Stack upon stack of boxes and loose shoes piled in a way that mocks the kid glove deification of deadstock was a beautiful thing. A.R.C. imitating boutiques, with the globally homogenous, carefully spaced out seasonal top-tier packs will be the downfall of the industry – that and cornball Rapidshare rappers wearing whatever they’re seeded – this felt like the antidote. Matt naming an outrageously reasonable price on a pea green canvas pair of USA-made Jack Purcells (cheaper than J Crew’s pre-distressed versions) led to the purchase of what’s arguably the best pair in my ever-expanding pile of pleather, leather, gluemarks and mesh.

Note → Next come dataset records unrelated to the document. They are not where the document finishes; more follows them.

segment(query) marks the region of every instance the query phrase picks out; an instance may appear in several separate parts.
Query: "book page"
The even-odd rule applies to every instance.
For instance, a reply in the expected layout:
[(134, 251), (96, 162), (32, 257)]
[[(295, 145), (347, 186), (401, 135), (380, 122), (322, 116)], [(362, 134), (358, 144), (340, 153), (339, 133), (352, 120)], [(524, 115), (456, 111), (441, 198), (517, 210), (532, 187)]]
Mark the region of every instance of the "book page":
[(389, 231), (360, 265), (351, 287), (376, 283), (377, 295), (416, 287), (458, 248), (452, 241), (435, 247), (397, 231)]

Lest we get too ‘Free & Easy’ about them, these aren’t particularly old – maybe they’re early ’90s, but they could even be 2001 – bear in mind that the Lumberton factory, the last bastion of USA-made Converse closed that year. It doesn’t matter. They’re perfect. For financial rewards, and the James Dean look, you’d need the PF ‘Posture Foundation’ pre-Converse variations, but this pair is just a perfect shoe. As the icing on the cake, Matt ushered us to an empty premises next door, a former pizza parlour, still haunted by a doughy stench, filled with bags of garish sportswear – some terrible ski-style gear, but a spot of crack dealer Troop and some ACG tees in the mix – once again, we got an off-the-dome price on them.

Great memories. Another one bites the dust, but we’re promised a Harputs reopening in new premises for 2011. Shouts to Bootsy, and RIP Turk Harput, who passed away in August 2009. A retail pioneer, and founder of a store with the kind of atmosphere that can’t be bought.

www.harputs.com

No disrespect to Reebok, but they’ve got a habit of squandering past glories. When they relaunched the brilliantly-titled Weebok line circa. 2005, it wasn’t like it used to be. Despite a crappy 1990 Cabbage Patch Kids doll tie-in around 1990, they had some of the greatest baby sneakers of any brand. Harputs have a few online (the pictures below are taken from their site), and they look eerily similar to some grown-up size capsule collections trying to capture the 2010 zeitgeist. Hikers? Deck shoe styles? Damn Reebok. You really had it going on. It’s enough to make me broody.

*Apparently London’s getting a branch on Regent Street. Seen on message boards and heard whispered conspiratorially in an elevator.